Best known as a member of the Red Clay Ramblers, a North Carolina string band of the 1970s and early '80s, he has written and performed in three stage musicals.
In solo concerts, he accompanies himself on piano on original songs that evoke the music-hall and Tin Pan Alley styles of the early 20th century.
"I just basically play and sing," he said. "I play the songs I've done on my records and I talk a little."
He will play and sing in Bloomington Saturday in the Blue Room Semi-Underground House Concert series at 732 Whitethorn Place. The show starts at 7:30 p.m. Suggested donation is $5 to $10.

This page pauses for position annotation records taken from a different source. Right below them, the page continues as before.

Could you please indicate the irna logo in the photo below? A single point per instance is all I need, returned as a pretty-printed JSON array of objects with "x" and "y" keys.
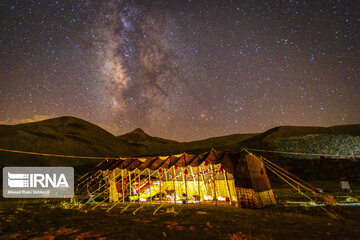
[
  {"x": 38, "y": 182},
  {"x": 23, "y": 180}
]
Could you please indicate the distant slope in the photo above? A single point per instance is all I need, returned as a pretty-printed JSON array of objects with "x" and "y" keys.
[
  {"x": 73, "y": 136},
  {"x": 138, "y": 135},
  {"x": 64, "y": 135},
  {"x": 295, "y": 131},
  {"x": 159, "y": 146}
]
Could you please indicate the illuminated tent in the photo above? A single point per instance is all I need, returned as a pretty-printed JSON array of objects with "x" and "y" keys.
[{"x": 215, "y": 175}]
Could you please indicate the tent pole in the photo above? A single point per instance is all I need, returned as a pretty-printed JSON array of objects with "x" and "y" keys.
[
  {"x": 193, "y": 176},
  {"x": 199, "y": 189},
  {"x": 185, "y": 180},
  {"x": 203, "y": 178},
  {"x": 139, "y": 185},
  {"x": 174, "y": 183},
  {"x": 150, "y": 186},
  {"x": 122, "y": 185},
  {"x": 214, "y": 177},
  {"x": 227, "y": 185},
  {"x": 160, "y": 188},
  {"x": 130, "y": 186}
]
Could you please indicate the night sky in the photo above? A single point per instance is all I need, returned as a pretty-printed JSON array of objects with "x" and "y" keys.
[{"x": 182, "y": 70}]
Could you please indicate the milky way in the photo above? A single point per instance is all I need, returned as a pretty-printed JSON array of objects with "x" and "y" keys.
[{"x": 183, "y": 70}]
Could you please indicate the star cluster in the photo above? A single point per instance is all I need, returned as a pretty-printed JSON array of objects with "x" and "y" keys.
[{"x": 183, "y": 70}]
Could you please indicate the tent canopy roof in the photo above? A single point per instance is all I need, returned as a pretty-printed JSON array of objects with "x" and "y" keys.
[{"x": 226, "y": 159}]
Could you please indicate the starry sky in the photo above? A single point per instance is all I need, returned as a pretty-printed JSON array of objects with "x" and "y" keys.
[{"x": 183, "y": 70}]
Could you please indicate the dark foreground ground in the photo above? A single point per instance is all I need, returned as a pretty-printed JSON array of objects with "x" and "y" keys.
[{"x": 35, "y": 219}]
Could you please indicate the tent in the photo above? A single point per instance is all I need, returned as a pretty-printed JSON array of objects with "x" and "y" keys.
[{"x": 208, "y": 177}]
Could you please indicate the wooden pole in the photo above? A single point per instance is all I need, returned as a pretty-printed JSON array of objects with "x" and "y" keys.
[
  {"x": 160, "y": 188},
  {"x": 203, "y": 178},
  {"x": 130, "y": 186},
  {"x": 174, "y": 183},
  {"x": 150, "y": 186},
  {"x": 185, "y": 180},
  {"x": 214, "y": 177},
  {"x": 228, "y": 186},
  {"x": 199, "y": 188},
  {"x": 139, "y": 185},
  {"x": 122, "y": 185}
]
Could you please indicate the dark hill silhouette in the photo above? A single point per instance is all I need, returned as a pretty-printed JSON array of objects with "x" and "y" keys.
[
  {"x": 74, "y": 136},
  {"x": 63, "y": 135}
]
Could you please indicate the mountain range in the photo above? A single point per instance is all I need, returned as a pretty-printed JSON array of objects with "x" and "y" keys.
[{"x": 74, "y": 136}]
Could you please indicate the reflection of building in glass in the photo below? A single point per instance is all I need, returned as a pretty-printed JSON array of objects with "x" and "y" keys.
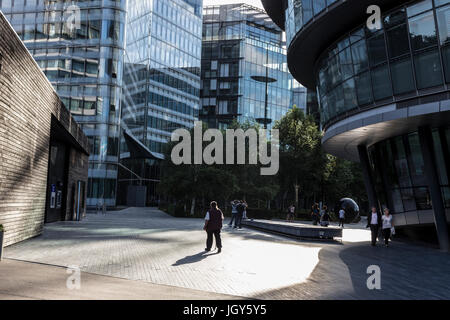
[
  {"x": 298, "y": 96},
  {"x": 161, "y": 84},
  {"x": 238, "y": 40},
  {"x": 384, "y": 97},
  {"x": 80, "y": 49}
]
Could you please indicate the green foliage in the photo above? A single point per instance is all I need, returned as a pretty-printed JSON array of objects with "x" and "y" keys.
[
  {"x": 222, "y": 183},
  {"x": 304, "y": 166},
  {"x": 302, "y": 161}
]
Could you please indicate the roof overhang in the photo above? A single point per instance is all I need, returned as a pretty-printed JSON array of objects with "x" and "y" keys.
[
  {"x": 343, "y": 138},
  {"x": 321, "y": 32},
  {"x": 276, "y": 10},
  {"x": 137, "y": 149}
]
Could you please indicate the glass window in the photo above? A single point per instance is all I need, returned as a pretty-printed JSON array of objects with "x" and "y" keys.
[
  {"x": 395, "y": 18},
  {"x": 307, "y": 11},
  {"x": 439, "y": 155},
  {"x": 417, "y": 166},
  {"x": 349, "y": 94},
  {"x": 443, "y": 19},
  {"x": 419, "y": 7},
  {"x": 381, "y": 83},
  {"x": 428, "y": 69},
  {"x": 422, "y": 31},
  {"x": 364, "y": 87},
  {"x": 360, "y": 58},
  {"x": 422, "y": 198},
  {"x": 319, "y": 5},
  {"x": 345, "y": 62},
  {"x": 402, "y": 77},
  {"x": 397, "y": 41},
  {"x": 401, "y": 163},
  {"x": 377, "y": 49}
]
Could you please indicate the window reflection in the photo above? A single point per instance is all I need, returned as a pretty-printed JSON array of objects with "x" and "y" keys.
[{"x": 398, "y": 60}]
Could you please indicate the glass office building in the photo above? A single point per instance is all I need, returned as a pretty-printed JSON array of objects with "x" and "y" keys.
[
  {"x": 79, "y": 46},
  {"x": 239, "y": 42},
  {"x": 161, "y": 83},
  {"x": 384, "y": 96}
]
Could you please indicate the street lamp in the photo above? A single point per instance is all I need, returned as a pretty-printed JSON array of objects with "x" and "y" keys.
[{"x": 265, "y": 121}]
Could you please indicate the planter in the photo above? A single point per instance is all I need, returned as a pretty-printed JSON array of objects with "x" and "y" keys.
[{"x": 1, "y": 244}]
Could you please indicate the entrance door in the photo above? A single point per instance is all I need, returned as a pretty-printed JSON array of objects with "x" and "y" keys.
[{"x": 56, "y": 188}]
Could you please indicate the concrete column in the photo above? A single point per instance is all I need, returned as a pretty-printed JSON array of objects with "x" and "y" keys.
[
  {"x": 368, "y": 179},
  {"x": 426, "y": 144}
]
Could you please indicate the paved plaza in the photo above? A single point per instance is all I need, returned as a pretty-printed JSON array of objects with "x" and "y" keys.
[{"x": 147, "y": 246}]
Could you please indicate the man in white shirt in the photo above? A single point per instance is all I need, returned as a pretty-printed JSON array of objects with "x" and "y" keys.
[
  {"x": 341, "y": 217},
  {"x": 374, "y": 222}
]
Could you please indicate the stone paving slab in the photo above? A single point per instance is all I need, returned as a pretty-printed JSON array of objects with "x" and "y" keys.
[
  {"x": 32, "y": 281},
  {"x": 147, "y": 245}
]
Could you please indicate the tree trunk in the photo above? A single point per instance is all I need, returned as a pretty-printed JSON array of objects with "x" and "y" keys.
[
  {"x": 296, "y": 187},
  {"x": 193, "y": 206}
]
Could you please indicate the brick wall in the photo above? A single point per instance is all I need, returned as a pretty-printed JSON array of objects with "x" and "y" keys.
[{"x": 27, "y": 102}]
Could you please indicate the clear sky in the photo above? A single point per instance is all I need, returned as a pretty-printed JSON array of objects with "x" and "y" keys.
[{"x": 256, "y": 3}]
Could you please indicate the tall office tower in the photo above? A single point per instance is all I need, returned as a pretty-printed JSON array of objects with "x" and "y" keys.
[
  {"x": 161, "y": 87},
  {"x": 79, "y": 46},
  {"x": 242, "y": 50},
  {"x": 384, "y": 94}
]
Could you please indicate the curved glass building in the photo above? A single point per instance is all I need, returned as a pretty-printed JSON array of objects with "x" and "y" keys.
[{"x": 384, "y": 96}]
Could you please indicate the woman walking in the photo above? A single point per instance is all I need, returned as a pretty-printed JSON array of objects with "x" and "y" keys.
[
  {"x": 387, "y": 226},
  {"x": 213, "y": 225}
]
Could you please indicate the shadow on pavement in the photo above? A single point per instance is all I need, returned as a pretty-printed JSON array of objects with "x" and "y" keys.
[{"x": 194, "y": 258}]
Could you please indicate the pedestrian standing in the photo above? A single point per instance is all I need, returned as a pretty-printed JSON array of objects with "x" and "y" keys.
[
  {"x": 213, "y": 226},
  {"x": 374, "y": 222},
  {"x": 387, "y": 226},
  {"x": 244, "y": 216},
  {"x": 324, "y": 217},
  {"x": 234, "y": 204},
  {"x": 291, "y": 212},
  {"x": 341, "y": 217},
  {"x": 240, "y": 208}
]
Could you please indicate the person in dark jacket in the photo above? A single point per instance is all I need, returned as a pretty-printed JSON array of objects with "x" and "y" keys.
[
  {"x": 374, "y": 222},
  {"x": 240, "y": 213},
  {"x": 213, "y": 225}
]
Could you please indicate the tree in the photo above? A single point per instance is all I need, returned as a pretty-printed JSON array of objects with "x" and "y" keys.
[{"x": 302, "y": 161}]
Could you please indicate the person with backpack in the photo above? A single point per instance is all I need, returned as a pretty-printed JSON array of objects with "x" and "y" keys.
[
  {"x": 374, "y": 222},
  {"x": 213, "y": 226},
  {"x": 315, "y": 214},
  {"x": 240, "y": 212},
  {"x": 387, "y": 227},
  {"x": 341, "y": 217},
  {"x": 325, "y": 217},
  {"x": 290, "y": 213},
  {"x": 234, "y": 204}
]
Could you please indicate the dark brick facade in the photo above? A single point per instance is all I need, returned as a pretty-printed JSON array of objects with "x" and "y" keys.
[{"x": 28, "y": 103}]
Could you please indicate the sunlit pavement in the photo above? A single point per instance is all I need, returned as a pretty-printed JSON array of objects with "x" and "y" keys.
[{"x": 148, "y": 245}]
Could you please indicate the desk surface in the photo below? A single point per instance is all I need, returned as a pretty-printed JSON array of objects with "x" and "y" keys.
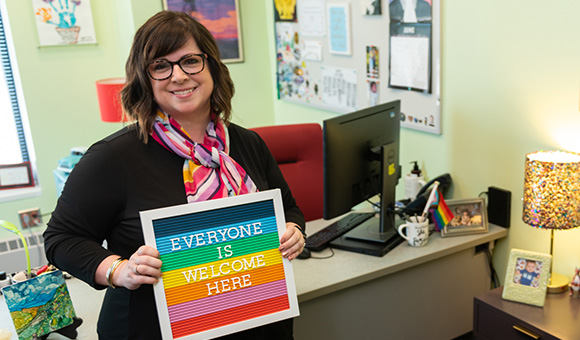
[
  {"x": 317, "y": 277},
  {"x": 314, "y": 277},
  {"x": 559, "y": 316}
]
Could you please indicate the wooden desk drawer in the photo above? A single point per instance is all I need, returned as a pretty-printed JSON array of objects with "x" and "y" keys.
[{"x": 493, "y": 324}]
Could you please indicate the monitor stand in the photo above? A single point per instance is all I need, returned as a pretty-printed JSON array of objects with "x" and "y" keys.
[
  {"x": 369, "y": 231},
  {"x": 360, "y": 244}
]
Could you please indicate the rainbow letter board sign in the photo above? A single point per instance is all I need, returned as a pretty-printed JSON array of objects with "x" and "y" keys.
[{"x": 222, "y": 270}]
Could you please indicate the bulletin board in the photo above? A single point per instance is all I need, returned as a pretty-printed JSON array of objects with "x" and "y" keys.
[{"x": 344, "y": 56}]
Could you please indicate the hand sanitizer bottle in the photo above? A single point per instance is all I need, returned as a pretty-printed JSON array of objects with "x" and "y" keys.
[{"x": 413, "y": 182}]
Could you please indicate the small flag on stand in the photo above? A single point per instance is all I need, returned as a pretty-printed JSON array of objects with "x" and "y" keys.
[{"x": 442, "y": 214}]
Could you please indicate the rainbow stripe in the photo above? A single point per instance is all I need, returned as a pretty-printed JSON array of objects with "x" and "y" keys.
[
  {"x": 216, "y": 273},
  {"x": 442, "y": 215}
]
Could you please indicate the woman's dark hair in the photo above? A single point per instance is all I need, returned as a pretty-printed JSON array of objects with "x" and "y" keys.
[{"x": 162, "y": 34}]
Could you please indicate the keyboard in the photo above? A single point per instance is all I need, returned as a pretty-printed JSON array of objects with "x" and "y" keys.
[{"x": 322, "y": 238}]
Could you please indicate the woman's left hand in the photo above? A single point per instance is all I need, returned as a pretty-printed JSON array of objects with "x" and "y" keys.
[{"x": 292, "y": 241}]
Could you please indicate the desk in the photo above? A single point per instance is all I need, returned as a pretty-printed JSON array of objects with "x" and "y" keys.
[
  {"x": 496, "y": 318},
  {"x": 410, "y": 293}
]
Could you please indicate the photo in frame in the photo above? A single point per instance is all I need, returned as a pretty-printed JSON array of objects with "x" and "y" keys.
[
  {"x": 222, "y": 268},
  {"x": 17, "y": 175},
  {"x": 64, "y": 22},
  {"x": 470, "y": 217},
  {"x": 221, "y": 18},
  {"x": 30, "y": 218},
  {"x": 527, "y": 277}
]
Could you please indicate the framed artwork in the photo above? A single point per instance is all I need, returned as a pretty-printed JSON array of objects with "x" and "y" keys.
[
  {"x": 64, "y": 22},
  {"x": 221, "y": 18},
  {"x": 30, "y": 218},
  {"x": 527, "y": 277},
  {"x": 470, "y": 217},
  {"x": 17, "y": 175},
  {"x": 222, "y": 268}
]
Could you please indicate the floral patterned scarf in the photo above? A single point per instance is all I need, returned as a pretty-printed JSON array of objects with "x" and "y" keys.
[{"x": 208, "y": 171}]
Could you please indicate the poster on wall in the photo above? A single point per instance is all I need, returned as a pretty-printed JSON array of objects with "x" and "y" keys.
[
  {"x": 339, "y": 29},
  {"x": 64, "y": 22},
  {"x": 221, "y": 18},
  {"x": 391, "y": 55},
  {"x": 222, "y": 269}
]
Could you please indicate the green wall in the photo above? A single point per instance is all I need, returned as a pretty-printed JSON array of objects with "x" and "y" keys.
[{"x": 510, "y": 85}]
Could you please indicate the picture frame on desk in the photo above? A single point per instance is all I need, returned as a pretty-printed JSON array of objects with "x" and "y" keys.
[
  {"x": 470, "y": 217},
  {"x": 527, "y": 277},
  {"x": 13, "y": 176},
  {"x": 221, "y": 18}
]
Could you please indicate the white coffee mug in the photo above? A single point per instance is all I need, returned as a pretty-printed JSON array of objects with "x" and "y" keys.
[{"x": 417, "y": 232}]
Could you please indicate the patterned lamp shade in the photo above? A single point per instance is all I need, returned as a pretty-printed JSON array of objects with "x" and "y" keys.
[
  {"x": 109, "y": 99},
  {"x": 552, "y": 190}
]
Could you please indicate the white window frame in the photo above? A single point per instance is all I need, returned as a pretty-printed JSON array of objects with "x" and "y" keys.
[{"x": 14, "y": 194}]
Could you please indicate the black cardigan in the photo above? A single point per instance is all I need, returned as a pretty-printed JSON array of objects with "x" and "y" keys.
[{"x": 118, "y": 177}]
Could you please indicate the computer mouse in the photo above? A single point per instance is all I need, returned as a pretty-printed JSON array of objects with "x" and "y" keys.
[{"x": 304, "y": 254}]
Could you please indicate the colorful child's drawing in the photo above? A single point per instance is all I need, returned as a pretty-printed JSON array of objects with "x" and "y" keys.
[{"x": 64, "y": 22}]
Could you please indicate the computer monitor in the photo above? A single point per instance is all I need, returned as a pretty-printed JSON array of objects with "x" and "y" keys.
[{"x": 361, "y": 160}]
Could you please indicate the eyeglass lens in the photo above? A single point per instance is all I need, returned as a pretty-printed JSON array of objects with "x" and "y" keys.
[{"x": 163, "y": 69}]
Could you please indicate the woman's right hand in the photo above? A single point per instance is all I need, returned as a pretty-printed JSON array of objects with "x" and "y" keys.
[{"x": 143, "y": 267}]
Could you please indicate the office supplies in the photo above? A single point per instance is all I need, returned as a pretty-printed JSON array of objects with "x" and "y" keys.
[{"x": 322, "y": 238}]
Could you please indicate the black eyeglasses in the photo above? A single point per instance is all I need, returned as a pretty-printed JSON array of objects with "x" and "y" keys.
[{"x": 190, "y": 64}]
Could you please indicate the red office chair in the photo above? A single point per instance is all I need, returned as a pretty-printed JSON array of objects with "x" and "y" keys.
[{"x": 298, "y": 150}]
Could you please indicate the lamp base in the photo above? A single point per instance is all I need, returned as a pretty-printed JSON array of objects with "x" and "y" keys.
[{"x": 558, "y": 283}]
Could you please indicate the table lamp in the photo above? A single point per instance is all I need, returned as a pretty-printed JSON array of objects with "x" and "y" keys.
[
  {"x": 109, "y": 99},
  {"x": 552, "y": 198}
]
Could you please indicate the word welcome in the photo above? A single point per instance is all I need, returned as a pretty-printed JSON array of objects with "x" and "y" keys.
[
  {"x": 216, "y": 236},
  {"x": 225, "y": 268}
]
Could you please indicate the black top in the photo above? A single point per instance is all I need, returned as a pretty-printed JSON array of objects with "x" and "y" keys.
[{"x": 118, "y": 177}]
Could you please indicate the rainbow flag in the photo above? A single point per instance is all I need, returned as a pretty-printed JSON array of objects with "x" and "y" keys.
[{"x": 441, "y": 215}]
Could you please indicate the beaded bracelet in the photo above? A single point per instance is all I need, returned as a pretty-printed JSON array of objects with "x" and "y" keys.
[
  {"x": 301, "y": 231},
  {"x": 111, "y": 272}
]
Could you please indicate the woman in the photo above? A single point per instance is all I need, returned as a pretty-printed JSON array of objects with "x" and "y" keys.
[{"x": 179, "y": 92}]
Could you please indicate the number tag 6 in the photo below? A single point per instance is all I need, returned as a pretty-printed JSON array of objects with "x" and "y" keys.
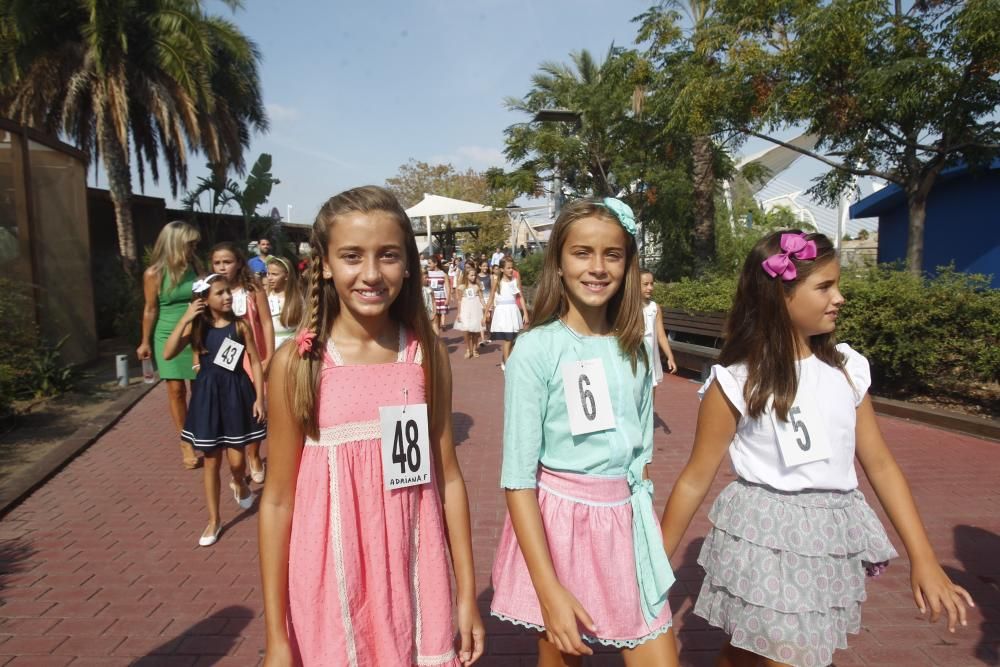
[
  {"x": 228, "y": 354},
  {"x": 406, "y": 459},
  {"x": 588, "y": 401}
]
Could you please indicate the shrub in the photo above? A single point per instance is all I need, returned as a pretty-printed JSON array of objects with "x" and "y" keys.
[
  {"x": 712, "y": 295},
  {"x": 30, "y": 367},
  {"x": 117, "y": 300},
  {"x": 923, "y": 334},
  {"x": 17, "y": 345}
]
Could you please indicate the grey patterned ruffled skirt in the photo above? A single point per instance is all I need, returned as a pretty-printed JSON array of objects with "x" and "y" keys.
[{"x": 785, "y": 572}]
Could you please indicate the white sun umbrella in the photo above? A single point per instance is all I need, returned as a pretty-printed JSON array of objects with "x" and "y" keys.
[{"x": 435, "y": 205}]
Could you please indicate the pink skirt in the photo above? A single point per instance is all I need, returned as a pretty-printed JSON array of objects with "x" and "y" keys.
[{"x": 588, "y": 525}]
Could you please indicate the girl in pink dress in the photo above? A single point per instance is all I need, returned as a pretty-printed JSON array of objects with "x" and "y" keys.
[{"x": 354, "y": 552}]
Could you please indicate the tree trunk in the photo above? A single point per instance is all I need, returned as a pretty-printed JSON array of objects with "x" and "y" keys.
[
  {"x": 704, "y": 204},
  {"x": 916, "y": 204},
  {"x": 120, "y": 184}
]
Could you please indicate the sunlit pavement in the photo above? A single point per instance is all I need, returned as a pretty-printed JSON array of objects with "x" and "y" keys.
[{"x": 100, "y": 565}]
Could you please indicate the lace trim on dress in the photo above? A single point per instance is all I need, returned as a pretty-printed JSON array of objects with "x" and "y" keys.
[
  {"x": 333, "y": 436},
  {"x": 617, "y": 643},
  {"x": 432, "y": 660}
]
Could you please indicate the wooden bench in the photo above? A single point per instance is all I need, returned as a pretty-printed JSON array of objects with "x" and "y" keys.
[{"x": 695, "y": 338}]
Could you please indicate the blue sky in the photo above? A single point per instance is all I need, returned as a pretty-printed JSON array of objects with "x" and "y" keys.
[{"x": 355, "y": 89}]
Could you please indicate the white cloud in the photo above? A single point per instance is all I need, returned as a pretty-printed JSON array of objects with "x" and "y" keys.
[
  {"x": 278, "y": 112},
  {"x": 476, "y": 157}
]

Craver spent 13 years with the Red Clay Ramblers, moved to New York to work in theater, then returned in the late 1990s to Lexington, N.C., where he records for his own Sapsucker Records. His latest CD is SHINING DOWN.
When he goes on the road, it's usually to do his musicals at regional theaters, including a recent stint in Milwaukee.
"I basically make my living doing theater," he said over breakfast this week. "You just wait for somebody to give you a call."
Craver is co-writer of OIL CITY SYMPHONY, a four-person show about a high school band that reunites after 25 years, and RADIO GALS, about a late-'20s pirate radio station run by a retired music teacher and her friends. A couple of his favorite songs are sung by a frontier undertaker in BOSH AND MOONSHINE, a musical he wrote for the Boot Hill Repertory Theater in Dodge City, Kansas.
"It's a typical cowboy, music-hall set but I put an undertaker in it," he said. "I ended up liking the character" — which he played himself — "and the songs."
Craver's songs are often first-person character pieces. Pure Americana, mixing folksy touches and witty rhymes, they are sometimes based on true stories.
He has songs about George Gershwin, a disabled World War I vet and a heavy metal band from Kalamazoo, Mich. He sings a supposed true-life tale in which the British writer Oscar Wilde bests a rough bunch of Colorado silver miners in a drinking contest.
Craver grew up listening to classical and pop music, played in rock bands at the University of North Carolina and fell in love with the Incredible String Band, which combined trippy Celtic sounds with the occasional Gilbert & Sullivan influence. With the Red Clay Ramblers, his style shared a period sensibility with Carolina and Virginia old-time dance music.
The group sometimes played at a music barn run by Jeanette Carter, daughter of two members of the legendary country group the Carter Family. Craver and bandmates Tommy Thompson and Jim Watson recorded a Carter Family tribute record, MEETING IN THE AIR, in 1980. When Sara Carter died that same year, they sang "Fifty Miles of Elbow Room" and "Anchored in Love" at her funeral.
The Red Clay Ramblers continue as a band, but without the original members.
And Craver said he's content to pursue his own music, spreading his one-set musicals from one small stage to another.
"I sort of write myself in," he said, "so I can always have a part — and always have work."